Por otra parte, la guerra afectaba gravemente al espíritu y al bolsillo del pueblo británico. Hacia fines de agosto de 1780 llegaron noticias de extrema gravedad. Nuestras flotas mercantes que habían partido juntas rumbo a las Indias Orientales y Occidentales, respectivamente, habían sido escoltadas por la flota del Canal de la Mancha hasta el promontorio del noroeste de España. Allí, el almirante en jefe, obedeciendo órdenes estrictas del conde de Sandwich, del Almirantazgo, se volvió atrás, dejando la protección de tan valiosa presa a cargo de un solo buque de línea y dos o tres fragatas. El 9 de agosto el convoy fue interceptado por una poderosa flota francoespañola, y el comodoro de la escolta, ante la imposibilidad de hacer frente a un enemigo que le superaba tan ampliamente en fuerza, abandonó el convoy. Así se perdieron cuarenta y siete buques mercantes y transportes de la flota de las Indias Occidentales, con cargamentos por un valor estimado en seiscientas mil libras esterlinas, cinco grandes buques mercantes de las Indias Orientales cargados de oro acuñado y en barras y otros géneros preciosos por un valor de un millón de libras, así como dos mil marineros, ochocientos pasajeros, mil doscientos soldados, ochenta mil mosquetes y una cantidad inmensa de equipos navales destinados a Madrás para reequipar nuestra escuadra destacada en aquellas aguas, que había salido malparada en batalla con los franceses. Los más viejos no recordaban que la Bolsa Real de Londres hubiera presentado jamás un aspecto tan pesimista y melancólico como en la tarde de aquel martes en que el Almirantazgo publicó la noticia de esta doble pérdida. Los anales mercantiles de Inglaterra no registraban ningún caso en que se hubieran perdido tantos buques a la vez, ni se experimentaran pérdidas superiores a la cuarta parte de la suma que esa vez se perdió. En ese mismo mes sé recibió en Londres la noticia de que una flota de quince barcos, que sin escolta se dirigía a Quebec, había sido interceptada frente a los bancos de Terranova por una fragata americana y dos bergantines armados en corso. Sólo tres de nuestros buques escaparon. Fue éste un golpe grave para la guarnición y la población de Quebec. Cabe observar aquí que en el curso de esa guerra contra las escuadras combinadas de Francia, España, Holanda y los Estados Unidos, perdimos tres mil buques mercantes entre los que fueron apresados y hundidos, aparte de otros daños navales.

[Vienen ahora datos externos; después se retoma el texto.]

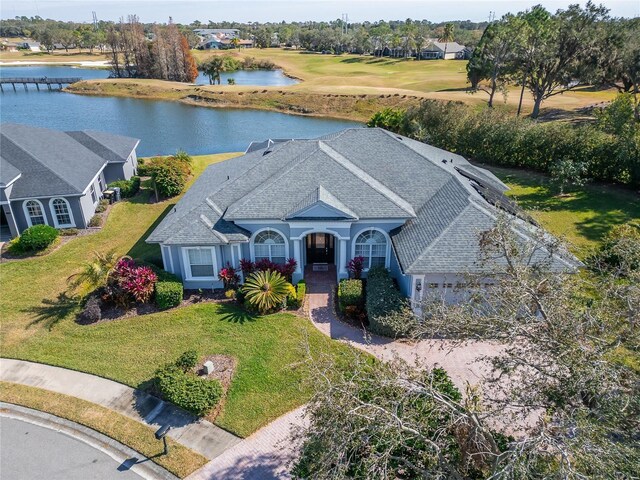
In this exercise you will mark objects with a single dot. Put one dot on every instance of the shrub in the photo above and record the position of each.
(37, 238)
(355, 267)
(188, 391)
(128, 188)
(187, 361)
(137, 281)
(96, 221)
(91, 313)
(170, 176)
(349, 294)
(387, 309)
(301, 288)
(265, 290)
(229, 277)
(169, 293)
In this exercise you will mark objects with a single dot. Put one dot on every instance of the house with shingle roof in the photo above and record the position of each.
(399, 203)
(57, 178)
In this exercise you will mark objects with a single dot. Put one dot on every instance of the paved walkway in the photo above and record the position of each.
(199, 435)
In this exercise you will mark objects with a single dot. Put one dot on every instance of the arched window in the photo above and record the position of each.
(61, 212)
(270, 245)
(34, 213)
(372, 245)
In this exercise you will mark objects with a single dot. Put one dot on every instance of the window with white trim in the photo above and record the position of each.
(200, 262)
(270, 245)
(34, 212)
(372, 245)
(61, 212)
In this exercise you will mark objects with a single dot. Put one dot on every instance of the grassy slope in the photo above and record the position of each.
(344, 86)
(37, 324)
(581, 217)
(180, 460)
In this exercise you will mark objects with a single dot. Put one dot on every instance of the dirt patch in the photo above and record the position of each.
(224, 366)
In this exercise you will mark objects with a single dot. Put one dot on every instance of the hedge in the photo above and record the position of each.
(187, 390)
(37, 238)
(128, 188)
(388, 310)
(301, 289)
(169, 290)
(350, 293)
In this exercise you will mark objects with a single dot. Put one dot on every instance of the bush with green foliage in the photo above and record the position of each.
(169, 291)
(170, 176)
(36, 238)
(387, 309)
(301, 291)
(265, 290)
(128, 188)
(95, 221)
(187, 361)
(188, 391)
(607, 151)
(350, 294)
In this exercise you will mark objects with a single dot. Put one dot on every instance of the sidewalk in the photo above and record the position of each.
(199, 435)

La culpa de esas calamidades no había que buscarla en nuestros marineros ni en sus capitanes. Como ya ha sido mencionado, el conde de Sandwich, apodado Jeremy Twitcher, nos había hecho perder el dominio de los mares. Había paralizado los astilleros, mentido a la Cámara de los Lores sobre el número de barcos de guerra mandados construir, vejado y traicionado a sus almirantes, y condenaba a las pocas fragatas que todavía navegaban dispersas a elegir, en sus encuentros con las magníficas escuadras de nuestros enemigos, entre luchar contra una superioridad abrumadora, o bien huir en un intento por ponerse a salvo. Con harta frecuencia elegían la primera alternativa, logrando a veces una victoria inesperada. ¡No es menester que mi humilde pluma señale los nombres de Howe, Rodney, Hyde Parker y Keppel! Pero no debo dejar de mencionar la hazaña de Sir George Collier en la bahía de Penobscot, pues esta acción gloriosa (que a causa de la actitud despechada de Lord Sandwich no fue celebrada con repique de campanas ni con ninguna otra forma de aclamación pública, sino que al contrario, Sir George fue reemplazado en el mando en aguas norteamericanas y de regreso no recibió otro cargo ni fue ascendido) fue un golpe directo asestado a los americanos en sus propias aguas.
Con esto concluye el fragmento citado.